Thursday, March 26, 2009

Pap & Sheba

On spring break, we went to the Boma restaurant in Florida. It was an African buffet and a little pricey (almost $30 per person) but worth it! Great atmosphere too. It was so amazing! They had a large amount of vegetarian food, but also had carnivore stuff too. They had this one dish that was so good, I decided to try to find a recipe for it online after we got home.

- prepackaged polenta (I've found this in the refridgerated section where the biscuits are and also in the produce section where the tofu is, so it might take some looking around, you could also make your own, but I haven't tried doing that b/c I think it's probably difficult. Oh! There is a brand I've tried that is called Corn Mush, but it's the same exact thing.)
- cut into 1/2" slices then quarter each slice so you have bite-sized peices.
- saute' about 3 mins on each side in a skillet with non-stick spray until golden on both sides.
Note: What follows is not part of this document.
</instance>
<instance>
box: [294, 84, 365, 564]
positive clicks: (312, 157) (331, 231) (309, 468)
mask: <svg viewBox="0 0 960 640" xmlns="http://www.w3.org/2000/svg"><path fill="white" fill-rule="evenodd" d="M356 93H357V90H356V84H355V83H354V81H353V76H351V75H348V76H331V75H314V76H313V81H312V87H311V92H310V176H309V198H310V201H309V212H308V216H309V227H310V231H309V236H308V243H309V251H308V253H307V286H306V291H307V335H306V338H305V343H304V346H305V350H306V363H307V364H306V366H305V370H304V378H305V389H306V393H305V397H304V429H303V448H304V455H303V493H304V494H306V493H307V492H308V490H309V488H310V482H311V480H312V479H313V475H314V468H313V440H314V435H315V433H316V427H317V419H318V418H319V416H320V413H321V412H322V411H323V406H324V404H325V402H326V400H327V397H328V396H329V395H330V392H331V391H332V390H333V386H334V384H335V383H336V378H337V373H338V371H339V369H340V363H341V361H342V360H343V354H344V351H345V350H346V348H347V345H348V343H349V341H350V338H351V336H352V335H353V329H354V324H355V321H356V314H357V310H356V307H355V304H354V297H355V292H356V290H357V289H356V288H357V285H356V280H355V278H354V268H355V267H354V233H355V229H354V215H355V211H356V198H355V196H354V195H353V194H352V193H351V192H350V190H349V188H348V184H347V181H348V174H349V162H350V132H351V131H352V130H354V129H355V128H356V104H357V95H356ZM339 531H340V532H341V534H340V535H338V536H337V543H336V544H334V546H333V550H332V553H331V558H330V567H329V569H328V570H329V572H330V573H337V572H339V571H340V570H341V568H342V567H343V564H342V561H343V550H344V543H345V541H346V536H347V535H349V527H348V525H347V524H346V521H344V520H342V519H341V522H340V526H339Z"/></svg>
- 1 large onion, chopped (about a cup)
- 3 cloves minced garlic
- 16 oz. can diced tomatoes with juice
- 6 oz. can tomato paste
- 2 tsp. brown sugar
- 1/2 tsp. salt (or to taste)

- saute' onion and garlic with a dash of olive oil. when softened, add other ingredients and cook until hot and thick. serve over cooked polenta. you can serve this with rice or alone.

Sweet and Sour Tofu with Pineapple

-1 block of extra firm tofu, drained and cut into large bite-sized chunks (the smaller the chunk, the chewier it is, which isn't really a great thing so maybe like 1/2" pieces here)
-large amount of cornstarch, not sure of the exact amount, maybe a cup or so, just be prepared to need more

-1 fresh pineapple (you can tell if the pineapple is ready if it smells like a really good pineapple.. yeah, you have to sniff the pineapple in the store - be prepared to be looked at weird, lol. if you can't find a good pineapple, resort to a can of all natural pineapple in its own juices, not the weird syrupy junk)

- you can buy good sweet and sour sauce or make your own. if you are making it, the ingredients follow: juice from 20 oz. can of pineapples, probably about 2/3 c., 3 Tbsp. seasoned rice vinegar, 4 Tbsp. brown sugar, 1 Tbsp. ketchup, 1 Tbsp soy sauce, and 1 Tbsp. cornstarch mixed with 4 Tbsp. warm water until dissolved. Boil softly in small saucepan until thickened slightly. Play around with it until it tastes the way you like it. It will thicken a bit more after it cools.

In a skillet, heat whatever kind of oil you want, cover the pan by 1/8". Cover your tofu cubes in cornstarch and saute' in oil until light golden brown and drain on paper towels. Fry in small batches. This can sometimes be risky as I found out when I made this on our recent trip to Florida. After a while, the oil started smoking so bad, we had to stop and air out the room. It was horrible! That certainly never happened when I've made this at home.

Wipe out pan and saute' pineapples until darker yellow and warmed through. You can also add sauteed green bell peppers if you'd like.

Combine all with sauce and serve over rice!